По столу прошелся одобрительный гул. Новость была воспринята хорошо.
— А четвертый? — спросил я, хотя ответ уже был очевиден.
— Калугин, — майор помрачнел. — Он, гад, почуял неладное раньше всех. Еще до официального приказа о задержании, он все бросил — документы, семью, все имущество. Вертолетом добрался до границы, а затем перешел через границу в Пакистан. А оттуда, по нашим данным, его уже «выдернули» старые друзья из ЦРУ и наверняка готовят к переправе. Скорее всего, в Польшу, в Варшаву.
Я молча слушал, до боли в суставах сжимая в руке кружку.
Калугин избежал ареста и сейчас на свободе. Это серьезная проблема. Да, сбежал, система его и предательские планы рухнули. Но того, что эта скотина заслужила, так и не получила. Осталась безнаказанной.
— Второе, — негромко, но твердо продолжал майор. — Наверху, в Центральном Комитете, эта ситуация вызвала настоящий шок. Без преувеличений можно сказать, что под кураторством ЦРУ ими планировался государственный переворот. Михаил Горбачев лично приказал провести полномасштабное разбирательство, вопрос курируется им лично. Предварительно, все диалоги с американцами по афганскому и сирийскому вопросам — заморожены. Более того, выявили и взяли с поличным сотрудника ПГУ КГБ, который почти десять лет тайно работал на ЦРУ. Возможно, именно он курировал связь Калугина со Штатами и ЦРУ. Предстоит долгий допрос… Но уже стало известно, что после этого провала Запад решил оставить Сирию в покое. Конфликт планируется развернуть на другом фронте. Пока ничего толком не ясно.

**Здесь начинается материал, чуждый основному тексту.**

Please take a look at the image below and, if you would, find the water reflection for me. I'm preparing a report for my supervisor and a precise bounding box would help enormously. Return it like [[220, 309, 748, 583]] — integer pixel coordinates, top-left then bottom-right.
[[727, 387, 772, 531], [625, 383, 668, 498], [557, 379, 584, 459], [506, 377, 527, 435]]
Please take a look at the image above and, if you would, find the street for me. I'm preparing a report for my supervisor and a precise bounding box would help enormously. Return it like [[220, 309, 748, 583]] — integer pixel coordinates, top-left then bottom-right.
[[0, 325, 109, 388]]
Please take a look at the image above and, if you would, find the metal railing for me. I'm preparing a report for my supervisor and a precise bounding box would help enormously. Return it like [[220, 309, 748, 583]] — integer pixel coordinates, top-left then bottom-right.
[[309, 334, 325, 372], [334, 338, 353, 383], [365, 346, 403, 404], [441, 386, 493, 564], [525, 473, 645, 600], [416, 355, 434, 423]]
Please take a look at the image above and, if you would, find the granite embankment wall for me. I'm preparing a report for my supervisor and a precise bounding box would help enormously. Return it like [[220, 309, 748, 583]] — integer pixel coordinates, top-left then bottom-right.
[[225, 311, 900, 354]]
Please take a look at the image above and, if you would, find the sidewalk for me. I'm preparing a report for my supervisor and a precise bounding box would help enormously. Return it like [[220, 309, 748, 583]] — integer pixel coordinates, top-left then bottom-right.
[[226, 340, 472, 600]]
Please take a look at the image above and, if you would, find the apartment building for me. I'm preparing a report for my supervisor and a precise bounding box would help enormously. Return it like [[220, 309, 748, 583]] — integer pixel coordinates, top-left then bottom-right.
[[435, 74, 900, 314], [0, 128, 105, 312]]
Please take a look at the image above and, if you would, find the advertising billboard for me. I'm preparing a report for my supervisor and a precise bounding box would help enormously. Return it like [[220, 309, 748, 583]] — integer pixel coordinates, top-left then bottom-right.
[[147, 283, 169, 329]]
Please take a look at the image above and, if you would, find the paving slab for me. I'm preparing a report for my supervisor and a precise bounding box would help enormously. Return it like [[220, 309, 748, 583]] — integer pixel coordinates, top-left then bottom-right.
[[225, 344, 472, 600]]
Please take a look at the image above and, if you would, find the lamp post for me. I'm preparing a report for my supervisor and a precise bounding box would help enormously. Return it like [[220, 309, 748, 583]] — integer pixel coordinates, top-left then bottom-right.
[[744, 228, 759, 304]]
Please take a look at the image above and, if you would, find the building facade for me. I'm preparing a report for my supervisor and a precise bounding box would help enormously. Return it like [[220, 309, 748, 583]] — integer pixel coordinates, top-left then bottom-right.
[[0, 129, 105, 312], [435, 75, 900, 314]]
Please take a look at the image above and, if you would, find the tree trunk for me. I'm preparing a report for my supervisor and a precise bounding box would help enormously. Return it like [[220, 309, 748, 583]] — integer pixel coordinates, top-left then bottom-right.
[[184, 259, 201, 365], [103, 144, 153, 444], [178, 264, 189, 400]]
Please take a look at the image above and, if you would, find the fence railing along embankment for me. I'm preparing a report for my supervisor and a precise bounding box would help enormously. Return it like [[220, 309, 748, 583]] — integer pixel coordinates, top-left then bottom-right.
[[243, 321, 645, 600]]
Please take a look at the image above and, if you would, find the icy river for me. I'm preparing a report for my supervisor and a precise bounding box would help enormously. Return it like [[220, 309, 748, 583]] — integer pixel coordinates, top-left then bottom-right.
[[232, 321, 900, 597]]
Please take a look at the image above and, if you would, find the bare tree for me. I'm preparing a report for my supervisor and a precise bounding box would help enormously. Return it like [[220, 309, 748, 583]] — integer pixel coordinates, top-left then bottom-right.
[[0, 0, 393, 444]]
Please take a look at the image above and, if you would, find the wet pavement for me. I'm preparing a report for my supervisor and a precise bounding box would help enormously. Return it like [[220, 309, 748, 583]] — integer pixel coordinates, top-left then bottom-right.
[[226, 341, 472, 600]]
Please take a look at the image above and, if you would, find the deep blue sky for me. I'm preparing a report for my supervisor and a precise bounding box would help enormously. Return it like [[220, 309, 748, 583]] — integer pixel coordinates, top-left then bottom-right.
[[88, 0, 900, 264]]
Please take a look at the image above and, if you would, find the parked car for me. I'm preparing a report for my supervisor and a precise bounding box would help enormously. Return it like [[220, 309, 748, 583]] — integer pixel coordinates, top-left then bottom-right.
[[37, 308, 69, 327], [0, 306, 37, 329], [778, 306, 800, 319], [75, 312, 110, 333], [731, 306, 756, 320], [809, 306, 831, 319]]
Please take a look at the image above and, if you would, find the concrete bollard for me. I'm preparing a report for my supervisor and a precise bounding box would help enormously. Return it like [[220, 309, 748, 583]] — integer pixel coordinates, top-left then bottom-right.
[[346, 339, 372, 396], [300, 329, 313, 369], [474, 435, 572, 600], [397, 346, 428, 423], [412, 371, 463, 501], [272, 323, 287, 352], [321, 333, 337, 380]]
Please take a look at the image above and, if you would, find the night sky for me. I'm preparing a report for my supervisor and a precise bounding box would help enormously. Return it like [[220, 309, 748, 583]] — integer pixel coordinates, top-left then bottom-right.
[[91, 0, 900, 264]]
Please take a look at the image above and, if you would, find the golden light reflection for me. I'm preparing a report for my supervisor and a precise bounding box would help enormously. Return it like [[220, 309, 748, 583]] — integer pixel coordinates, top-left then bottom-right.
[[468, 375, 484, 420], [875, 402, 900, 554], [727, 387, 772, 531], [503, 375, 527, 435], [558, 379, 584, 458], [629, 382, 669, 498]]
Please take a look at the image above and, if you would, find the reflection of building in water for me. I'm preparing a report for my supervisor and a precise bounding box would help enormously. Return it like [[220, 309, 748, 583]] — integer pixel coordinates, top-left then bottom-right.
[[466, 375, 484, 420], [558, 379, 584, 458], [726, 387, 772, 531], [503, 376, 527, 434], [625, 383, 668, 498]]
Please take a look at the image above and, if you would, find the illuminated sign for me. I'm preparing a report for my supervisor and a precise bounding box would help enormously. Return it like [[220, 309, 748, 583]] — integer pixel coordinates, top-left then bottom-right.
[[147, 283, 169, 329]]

Я мрачно кивнул. Ну да… Война никогда не заканчивается, она просто меняет адрес.
— И третья, самая неприятная новость, — голос Игнатьева стал жестким. — Калугин, не смирится с этим! Он будет мстить, Максим! Мой товарищ из отдела внешней разведки предупредил, что через свои старые связи в Пакистане, он сразу же распорядился нанять группу профессионалов. Не каких-то полуобученных моджахедов, а именно наемников, бывших солдат, с большим опытом. Их задача — найти тебя. И ликвидировать. Здесь, в Союзе или где-либо еще. Наверное не ошибусь, если скажу, что он считает тебя личным врагом номер один.
Вокруг стола повисла гробовая тишина. Даже Шут перестал хмыкать.
Я почувствовал, как по спине пробежал холодок. Я снова был мишенью. Только теперь не в чужом Афганистане, а здесь, в Союзе, где я надеялся, наконец, отдохнуть.
— Что-то известно? — спросил я, чувствуя нависшую надо мной тяжесть.
Игнатьев посмотрел на Громова с нескрываемым беспокойством.
— Максим, пока ничего. Но они будут действовать тихо. Без шума и пыли. Нужно глядеть в оба!